物体の同定における情景文脈の影響


【序文】
 ある対象の認知は、その対象自体の情報だけでなく、周囲のものとの関係やおかれている状況からも影響を受けることが知られている。このうち自然な情景下に置かれた物体の同定に情景文脈がどのように影響を及ぼすかはこれまで数多くの研究により調べられてきている。その主な先行研究には次の2つのパラダイムがある。
1つめはBoyceとAlexander Pollatsek(1992)の用いた命名パラダイムである。被験者は情景の線画を見せられ、揺れ動いた物体を命名させられた。この時、物体に目を移してから命名するまでの時間を測った。その結果、物体と情景に意味的一貫性があるときのほうが、一貫性がないときに比べて、速く命名できた。したがって物体の同定における情景文脈の影響があるとされた。
2つ目は、HollingworthとHenderson(1998)の用いた物体探知パラダイムである。これはラベルに書かれた名前の物体が、情景中にあったかどうかを反応させるというものである。その結果、物体と情景に意味的一貫性があるときと、一貫性がないときとで反応に差はなかった。したがって物体の同定において情景文脈の影響はないとされた。
本実験では上記の2つのパラダイムを比較できるような実験計画を立て、物体の同定に情景文脈の影響があるのかどうかを調べた。


【目的】
 本実験の目的は、物体の同定に情景文脈が影響を及ぼすのか、またあるとすればそれはどのような場合に起こるのか、さらにそれは同定を促進するのか抑制するのかを調査することであった。


【方法】
 図1に示すように、物体と情景が一貫している刺激(a)と一貫していない刺激(b)と格子刺激(c)を用いて、図2に示すような実験計画を立てた。格子情景は文脈効果の促進と抑制のベースラインとして採用した。
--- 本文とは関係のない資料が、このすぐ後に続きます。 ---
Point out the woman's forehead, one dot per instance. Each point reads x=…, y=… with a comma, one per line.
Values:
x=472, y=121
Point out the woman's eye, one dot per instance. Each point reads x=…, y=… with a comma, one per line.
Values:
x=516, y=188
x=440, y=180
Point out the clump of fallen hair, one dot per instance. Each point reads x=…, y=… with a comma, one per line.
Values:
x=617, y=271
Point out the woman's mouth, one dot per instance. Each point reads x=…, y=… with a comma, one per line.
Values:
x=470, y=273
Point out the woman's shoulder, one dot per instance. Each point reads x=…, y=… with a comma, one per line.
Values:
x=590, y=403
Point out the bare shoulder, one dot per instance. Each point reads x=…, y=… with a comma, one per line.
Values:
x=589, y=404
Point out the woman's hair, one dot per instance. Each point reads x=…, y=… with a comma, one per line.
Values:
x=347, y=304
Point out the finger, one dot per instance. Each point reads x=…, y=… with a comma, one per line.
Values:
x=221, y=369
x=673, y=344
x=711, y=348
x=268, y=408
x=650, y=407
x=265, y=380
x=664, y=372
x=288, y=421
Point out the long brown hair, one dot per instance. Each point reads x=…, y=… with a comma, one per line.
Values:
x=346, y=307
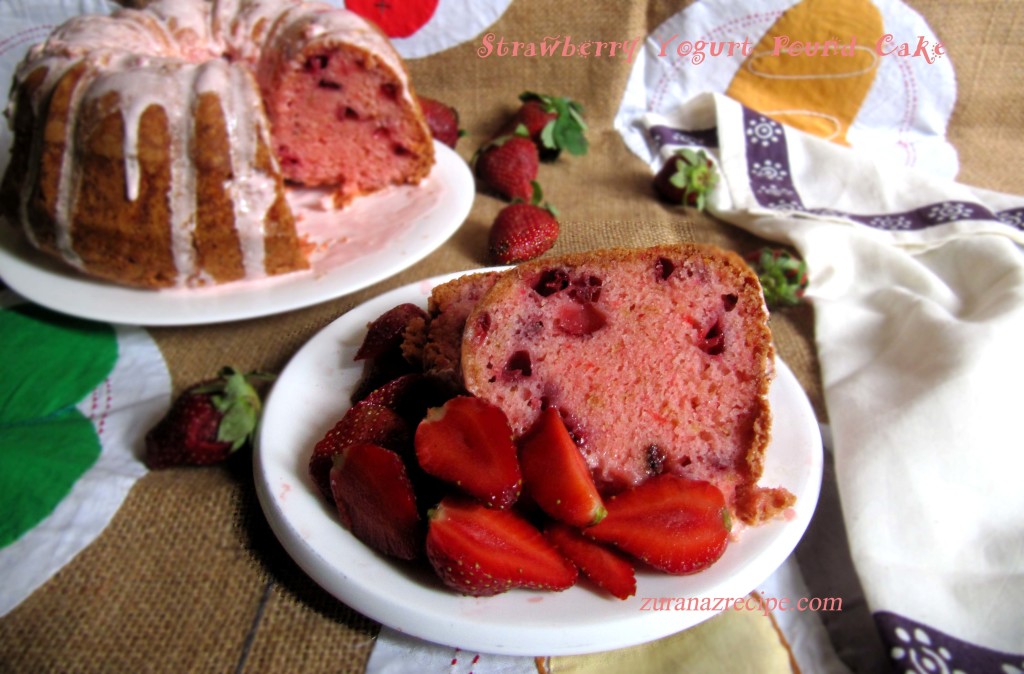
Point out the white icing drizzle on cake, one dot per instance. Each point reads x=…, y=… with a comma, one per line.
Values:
x=168, y=55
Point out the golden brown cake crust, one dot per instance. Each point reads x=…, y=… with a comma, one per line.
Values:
x=123, y=162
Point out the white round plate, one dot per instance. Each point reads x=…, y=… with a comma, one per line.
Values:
x=391, y=230
x=311, y=394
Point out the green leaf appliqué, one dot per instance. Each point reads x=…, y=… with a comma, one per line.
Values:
x=50, y=364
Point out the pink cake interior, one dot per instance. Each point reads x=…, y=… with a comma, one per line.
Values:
x=336, y=121
x=655, y=365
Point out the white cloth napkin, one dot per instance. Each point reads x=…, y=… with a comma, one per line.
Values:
x=918, y=286
x=122, y=408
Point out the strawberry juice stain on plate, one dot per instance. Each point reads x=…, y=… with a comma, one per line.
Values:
x=364, y=225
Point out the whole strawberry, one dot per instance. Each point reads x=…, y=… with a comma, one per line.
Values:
x=553, y=123
x=207, y=422
x=686, y=178
x=508, y=166
x=522, y=232
x=442, y=120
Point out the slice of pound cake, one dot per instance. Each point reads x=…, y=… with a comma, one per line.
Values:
x=658, y=361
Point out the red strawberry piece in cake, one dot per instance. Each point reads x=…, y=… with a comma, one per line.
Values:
x=556, y=475
x=363, y=103
x=467, y=443
x=606, y=567
x=442, y=120
x=375, y=500
x=481, y=551
x=659, y=361
x=675, y=524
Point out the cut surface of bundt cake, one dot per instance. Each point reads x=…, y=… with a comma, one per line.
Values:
x=142, y=152
x=658, y=361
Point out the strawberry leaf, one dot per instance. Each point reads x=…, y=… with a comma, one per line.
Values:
x=241, y=407
x=782, y=276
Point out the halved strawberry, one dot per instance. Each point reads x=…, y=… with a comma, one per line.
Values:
x=411, y=395
x=387, y=330
x=383, y=350
x=675, y=524
x=361, y=423
x=480, y=551
x=467, y=441
x=556, y=474
x=601, y=564
x=375, y=500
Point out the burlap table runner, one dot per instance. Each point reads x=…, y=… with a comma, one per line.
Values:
x=188, y=576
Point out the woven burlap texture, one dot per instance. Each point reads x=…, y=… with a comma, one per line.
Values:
x=188, y=576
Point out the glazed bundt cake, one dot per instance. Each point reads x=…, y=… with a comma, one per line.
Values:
x=153, y=146
x=658, y=361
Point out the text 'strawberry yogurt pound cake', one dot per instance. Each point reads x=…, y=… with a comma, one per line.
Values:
x=658, y=360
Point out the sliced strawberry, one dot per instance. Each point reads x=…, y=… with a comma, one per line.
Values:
x=556, y=474
x=412, y=394
x=467, y=441
x=376, y=501
x=480, y=551
x=386, y=332
x=675, y=524
x=601, y=564
x=361, y=423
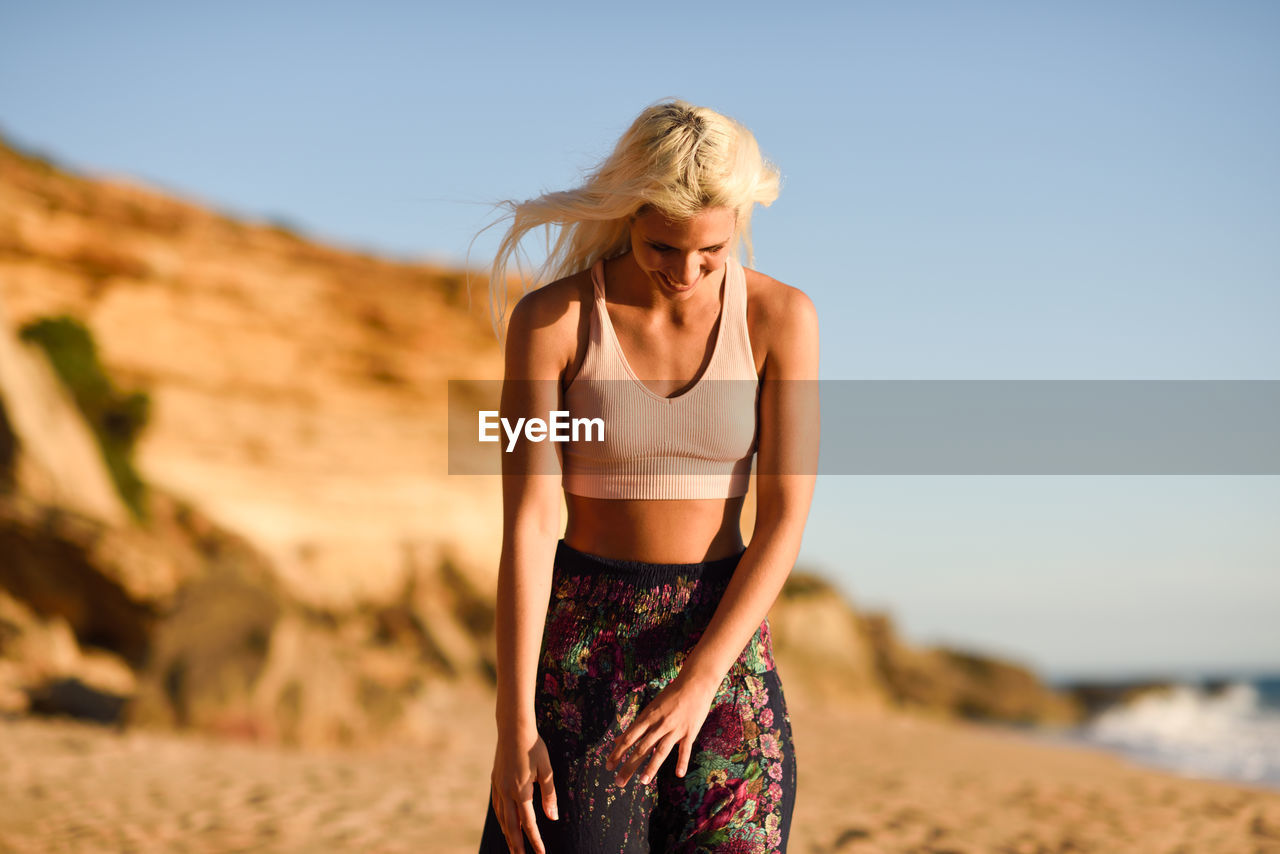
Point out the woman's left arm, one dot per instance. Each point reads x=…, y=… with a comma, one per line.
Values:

被験者は、提示された情景の中で動いた物体と、情景の後に提示されたラベルに書かれた名前が同じかどうかを反応する正誤課題群と、物体を命名する命名課題群に分けられた。そして両課題群において、その正答率と反応時間を測った。
 
【結果と考察】
 正誤課題、命名課題ともに物体と情景に一貫性があるときのほうが、一貫性がないときに比べて反応が素早く、正確であった。このような正誤課題での結果は、先行研究であるHollingworthとHenderson(1998)のものとは対照的であった。この理由は、中心視と周辺視によるものだと考えられる。HollingworthとHenderson(1998)ではターゲット物体が周辺視野に提示されていたのに対して、本実験ではターゲット物体を揺れ動かすことによって、被験者の注目を引き、中心視で捕らえられていた。私たちが実世界で物体を同定したり、命名したりするときには、その物体に注目することが自然である。したがって、物体の同定における情景文脈の影響は、より自然な状態での物体の同定に影響を及ぼすといえた。
 また格子情景の反応は、物体と情景に一貫性があるときよりも、一貫性がないときよりも優れていた。これは格子情景が他の情景に比べて複雑性に欠けることや、その他の情景に比べて提示頻度が高いことなどによるものと考えられる。したがって抑制と促進のベースラインとはならなかった。


【結論】
 本実験では情景文脈は、私たちが暮らす実世界での同定のような、自然な状況での物体の同定に影響を及ぼすことが分かった。